SAN MARINO. Matteo Salvini è “un bluff”, Luigi Di Maio “una garanzia, ancora senza avviso”, e Danilo Toninelli una persona con una “leggera sindrome di Asperger”. Al teatro di San Marino, per lo spettacolo “Insomnia”, ieri sera Beppe Grillo non ha fatto sconti a nessuno. Una serata dallo stampo marcatamente provocatorio, cui il comico fondatore del Movimento 5 stelle si è preparato facendo calare sul palco una rete di protezione, dopo aver “munito” il pubblico con delle arance da lanciare in direzione del sipario.

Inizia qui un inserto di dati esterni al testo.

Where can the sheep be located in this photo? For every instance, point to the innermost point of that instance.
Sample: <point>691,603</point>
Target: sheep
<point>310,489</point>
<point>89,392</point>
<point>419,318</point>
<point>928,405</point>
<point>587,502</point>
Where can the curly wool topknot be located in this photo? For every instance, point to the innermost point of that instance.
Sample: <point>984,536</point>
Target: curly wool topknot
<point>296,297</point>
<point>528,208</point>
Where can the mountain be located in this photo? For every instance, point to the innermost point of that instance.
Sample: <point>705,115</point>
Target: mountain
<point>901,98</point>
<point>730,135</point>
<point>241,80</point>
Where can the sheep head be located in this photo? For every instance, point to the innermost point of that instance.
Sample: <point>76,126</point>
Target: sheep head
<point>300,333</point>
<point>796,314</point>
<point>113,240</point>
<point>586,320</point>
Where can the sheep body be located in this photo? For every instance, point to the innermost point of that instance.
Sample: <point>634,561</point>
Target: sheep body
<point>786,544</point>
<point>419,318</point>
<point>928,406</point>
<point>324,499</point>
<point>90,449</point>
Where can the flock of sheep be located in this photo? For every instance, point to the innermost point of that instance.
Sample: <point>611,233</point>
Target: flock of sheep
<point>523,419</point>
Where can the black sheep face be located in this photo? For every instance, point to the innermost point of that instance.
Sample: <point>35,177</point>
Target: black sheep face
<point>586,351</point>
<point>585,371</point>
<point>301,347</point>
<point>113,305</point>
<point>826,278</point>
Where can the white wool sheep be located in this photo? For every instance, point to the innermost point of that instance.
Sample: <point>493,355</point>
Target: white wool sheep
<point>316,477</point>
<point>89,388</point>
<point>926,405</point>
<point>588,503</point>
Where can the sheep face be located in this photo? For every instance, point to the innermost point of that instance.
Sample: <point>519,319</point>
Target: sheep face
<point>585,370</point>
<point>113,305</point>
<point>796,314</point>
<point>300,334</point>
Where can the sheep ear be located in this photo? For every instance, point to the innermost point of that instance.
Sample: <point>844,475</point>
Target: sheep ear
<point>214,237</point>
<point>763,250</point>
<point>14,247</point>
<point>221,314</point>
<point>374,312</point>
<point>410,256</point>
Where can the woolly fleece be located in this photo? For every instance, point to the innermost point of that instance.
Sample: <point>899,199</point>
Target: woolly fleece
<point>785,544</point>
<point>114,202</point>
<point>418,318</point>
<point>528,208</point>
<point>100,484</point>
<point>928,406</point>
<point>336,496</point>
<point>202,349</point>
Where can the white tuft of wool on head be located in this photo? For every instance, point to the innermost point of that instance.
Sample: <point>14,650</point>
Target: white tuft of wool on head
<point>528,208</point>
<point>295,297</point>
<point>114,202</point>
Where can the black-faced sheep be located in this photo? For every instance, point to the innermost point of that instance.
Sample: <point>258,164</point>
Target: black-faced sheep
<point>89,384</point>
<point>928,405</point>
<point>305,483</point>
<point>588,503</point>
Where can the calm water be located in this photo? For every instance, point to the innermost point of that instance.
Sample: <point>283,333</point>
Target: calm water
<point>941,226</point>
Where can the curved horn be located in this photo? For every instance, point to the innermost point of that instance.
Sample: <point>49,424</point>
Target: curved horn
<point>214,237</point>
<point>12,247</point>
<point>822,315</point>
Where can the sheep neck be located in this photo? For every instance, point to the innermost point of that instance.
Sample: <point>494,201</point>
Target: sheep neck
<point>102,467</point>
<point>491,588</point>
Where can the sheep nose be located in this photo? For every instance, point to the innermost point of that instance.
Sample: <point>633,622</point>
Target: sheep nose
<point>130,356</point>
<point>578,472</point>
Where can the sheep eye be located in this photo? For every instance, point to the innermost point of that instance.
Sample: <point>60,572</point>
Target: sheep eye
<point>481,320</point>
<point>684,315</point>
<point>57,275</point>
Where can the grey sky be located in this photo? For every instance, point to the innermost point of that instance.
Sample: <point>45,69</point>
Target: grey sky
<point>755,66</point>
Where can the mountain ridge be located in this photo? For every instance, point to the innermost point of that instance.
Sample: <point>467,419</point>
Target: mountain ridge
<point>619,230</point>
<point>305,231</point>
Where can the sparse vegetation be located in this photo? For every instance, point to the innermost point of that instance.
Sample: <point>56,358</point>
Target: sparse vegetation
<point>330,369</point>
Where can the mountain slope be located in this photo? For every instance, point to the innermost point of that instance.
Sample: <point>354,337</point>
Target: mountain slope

Toninelli e sindrome di Asperger: il pubblico insorge

Tradendo le attese di Grillo, invece, il pubblico si è dimostrato silenzioso, e nemmeno così copioso come quello che “un tempo riempiva il palazzetto di Rimini”. Meno silenzioso però è stato il pubblico quandro Grillo ha attribuito al ministro dei Trasporti Toninelli la sindrome di Asperger a Toninelli.  Per poi correggersi, di fronte alle rimostranze dei presenti: “Ma un po’ l’abbiamo tutti”.

Salvini e Di Maio

Di Salvini invece dice che “è una specie di mago di Oz, ma lo sapete tutti come finisce il mago di Oz, si scopre che è un bluff. Lo scoprono i personaggi durante il percorso”. Nessuna pietà nemmeno per i 5 stelle: “Luigi Di Maio è una garanzia senza ancora l’avviso – ha detto – l’ho conosciuto nel paesino dove abitava, mi ha presentato suo papà che voleva vendermi due carriole in nero”. Al riguardo di Danilo Toninelli, invece, si domanda ironico “Posso fare satira su Toninelli? Gli direi solo: evita per favore di dire che tua moglie si è comprata un diesel”. E poi aggiunge, “È ingenuo, una persona straordinaria, solo ha una leggera sindrome di Asperger”. La sinistra, invece, per Grillo è “morta, senza il senso dell’umorismo”. I giornali restano sempre oggetti da evitare, specificando “godo la mattina a non leggerli, è come non avere un cane peloso in casa quando piove”. Sul reddito di cittadinanza, puntualizza. “E’ giusto. Io ho sei figli e tutti loro percepiscono il reddito di cittadinanza”. Conclude augurandosi il ritorno di Berlusconi per “rispolverare tutto il repertorio” e si prepara ad affrontare un processo per vilipendio all’allora presidente Giorgio Napolitano. “Se devo andare in carcere – aggiunge – spero almeno di andare con Roberto Formigoni”.